# Forum Home Renovation Solar Electrical Systems  My Solar experience

## micknean

I recently install a solar 2.7kw system. It has been on now for about 2 and half weeks and has produced about 190kw. I think given the weather we have had lately it seems good.  I have the inverter connected to the home pc so i can record the daily totals.
The panels are 195w each and the inverter is 3Kw
It will be interesting to see how it works in summer. Here are some pics,       
The next pic is of the xantrex program for viewing and recording on a pc. 
Given that you can get a around 66 cents a Kw for producing power it seems like a good time to put a solar system on.

----------


## Bloss

Did you make up your cable to connect to the inverter to your PC or buy it or did the installer do it? It looks like Cat5 cable but that inverter has an RS232 port and the PC needs a USB I assume.

----------


## woodbe

Bloss,  
Serial runs just fine over cat5, and a usb to serial adapter would sort the other end. We ran serial over cat5 reliably (19200 baud) over 50m. 
woodbe

----------


## micknean

> Did you make up your cable to connect to the inverter to your PC or buy it or did the installer do it? It looks like Cat5 cable but that inverter has an RS232 port and the PC needs a USB I assume.
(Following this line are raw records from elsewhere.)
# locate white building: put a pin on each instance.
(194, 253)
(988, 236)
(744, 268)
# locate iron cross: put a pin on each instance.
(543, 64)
  I made the cable up myself. The inverter only needs 3 wires to communicate with the pc. I used cat5 because i had lots of it, as for the port plugs i got them from jcar, one male and one female for the computer end. Then it was just a matter of opening up the inverter manual and following the instruction on what pins are used. hope this helps.

----------


## finger

I love the xantrex, what brand of panels did you get?  
Any shading? 
Here is a great site to record your outputs and compare your system too like systems and locations PVOutput

----------


## Uncle Bob

If you guys need any RS232 to RS485 converters let me know, I've got a drawer full of them lol.

----------


## Bloss

> Bloss,  
> Serial runs just fine over cat5, and a usb to serial adapter would sort the other end. We ran serial over cat5 reliably (19200 baud) over 50m. 
> woodbe

  Thanks for that - but I wasn't concerned about the type so much as whether it was home made as it was. In one of my past lives was in ITC for many, many years so I am across the issues. You can run much faster than 19.2 over cat5 and over much more than 50m, but that's another matter. 
RS232 to USB cables are easily available (and is what I have from my Xantrex) so I was just musing on why that cable was there. So long as it works that's fine. 
If anyone is interested I used Evergreen http://evergreensolar.com/en/ panels 210W (the 215Ws were new and not really worth the extra price over the expected life, but have come down now). Made in the USA although the new website is from Germany.

----------


## gregodgers

greetings, 
I am interested how it is all working out, I have just had a 3kw system installed with the same inverter, a Xantrex GT 2.8. Just waiting for the inspection sign off then the fitting of the smart meter. I will also connect my computer to the inverter to monitor the output.  
regards  
greg

----------


## Wombat2

As a matter of interest the new SMA3000TL inverter I'm getting has bluetooth - no wires needed. Free software from SMA store 63 months of hourly data and 30 years of daily totals  :Shock:  Not that I can envisage the need to worry about that.

----------


## micknean

> I love the xantrex, what brand of panels did you get?  
> Any shading? 
> Here is a great site to record your outputs and compare your system too like systems and locations PVOutput

  The panels are going to get a little shade for a about 2 months of the year and for about 2-3hours a day. It's only because I'm on the low side of the street and there are a row of huge gum trees across the road. Maybe i should apply to council to have them cut down as they are interfering with my plan, to  help save the planet  :Roll Eyes (Sarcastic):  
Thanks for the link I'll check it out

----------


## chrisv1

> I recently install a solar 2.7kw system. It has been on now for about 2 and half weeks and has produced about 190kw. I think given the weather we have had lately it seems good. I have the inverter connected to the home pc so i can record the daily totals.
> The panels are 195w each and the inverter is 3Kw.

  Hi Mn, 
Did you import your system or had it done here in Aus? 
An interesting installation. Looks like it may act as a massive sail in windy conditions. Have the installers made provision for this? 
Cheers. 
Chrisv.

----------